Une fripouille (mot attesté depuis la fin du 18ème siècle) désigne l’ensemble « des gens de rien » (cf. le TLF s.u.) et, depuis le début du 20ème siècle, l’individu dénué de sens moral, qui agit en toute illégalité. C’est glosé tantôt par bon à rien, tantôt par vaurien, tantôt par misérable (ibid.). Le mot est probablement dérivé de la fripe « guenille, chiffon » (sens vieilli ; existait aussi en lorrain frapouille, synonyme de fripe), et « individu sans valeur. » À l’origine, peut-être, le latin faluppa,-ae, « brindille, fétu de paille » (cf.

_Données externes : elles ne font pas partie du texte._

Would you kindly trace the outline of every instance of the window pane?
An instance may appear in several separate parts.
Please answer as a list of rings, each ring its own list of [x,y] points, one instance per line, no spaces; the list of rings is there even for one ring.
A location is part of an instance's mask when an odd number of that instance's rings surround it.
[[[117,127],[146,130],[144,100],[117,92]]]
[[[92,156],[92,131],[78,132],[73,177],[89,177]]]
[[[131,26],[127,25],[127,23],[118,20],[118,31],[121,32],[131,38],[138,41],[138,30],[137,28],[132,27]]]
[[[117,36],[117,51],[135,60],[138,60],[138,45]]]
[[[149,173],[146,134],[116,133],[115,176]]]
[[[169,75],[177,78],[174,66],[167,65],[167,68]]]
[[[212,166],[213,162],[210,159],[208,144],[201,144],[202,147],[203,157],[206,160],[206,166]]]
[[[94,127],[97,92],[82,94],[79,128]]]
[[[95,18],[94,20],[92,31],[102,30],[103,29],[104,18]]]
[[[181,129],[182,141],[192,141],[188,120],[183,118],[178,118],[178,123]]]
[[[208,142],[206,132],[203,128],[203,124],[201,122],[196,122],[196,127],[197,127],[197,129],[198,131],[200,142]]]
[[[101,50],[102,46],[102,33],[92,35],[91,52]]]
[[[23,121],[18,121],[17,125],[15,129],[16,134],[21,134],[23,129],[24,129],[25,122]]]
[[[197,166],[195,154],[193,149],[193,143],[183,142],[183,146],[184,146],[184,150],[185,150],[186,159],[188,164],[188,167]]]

TLL, s.u. : « mot sans doute non latin »), qui a fourni le verbe friper « chiffonner » (cf. aussi Bloch-Wartburg, op. cit, p. 278); le suffixe -ouille indique la dépréciation (voir supra, arsouille).

La gouape (attesté depuis le 19ème siècle) est un mot familier (plutôt que d’argot), emprunté à l’argot espagnol guapo  « rufian, coupe-jarret »  (cf. TLF s.u., citant A. Dauzat, Études de linguistique française, 2ème éd. Paris, 1946, p. 283) ; le mot a été emprunté, semble-t-il, au français du Nord, ancien picard vape, wape ou gape « fade, frelaté, insipide ». Le mot provient du latin vappa « vin éventé » et, par métaphore, « homme blâmable » (cf. Ernout-Meillet, Dictionnaire étymologique de la langue latine, histoire des mots, 4ème éd. revue, Paris, 2001, s.u.) ; vappa, mot populaire expressif (comme le montrent le vocalisme radical a et la consonne géminée), est peut-être en rapport avec vapor,-oris, vapeur.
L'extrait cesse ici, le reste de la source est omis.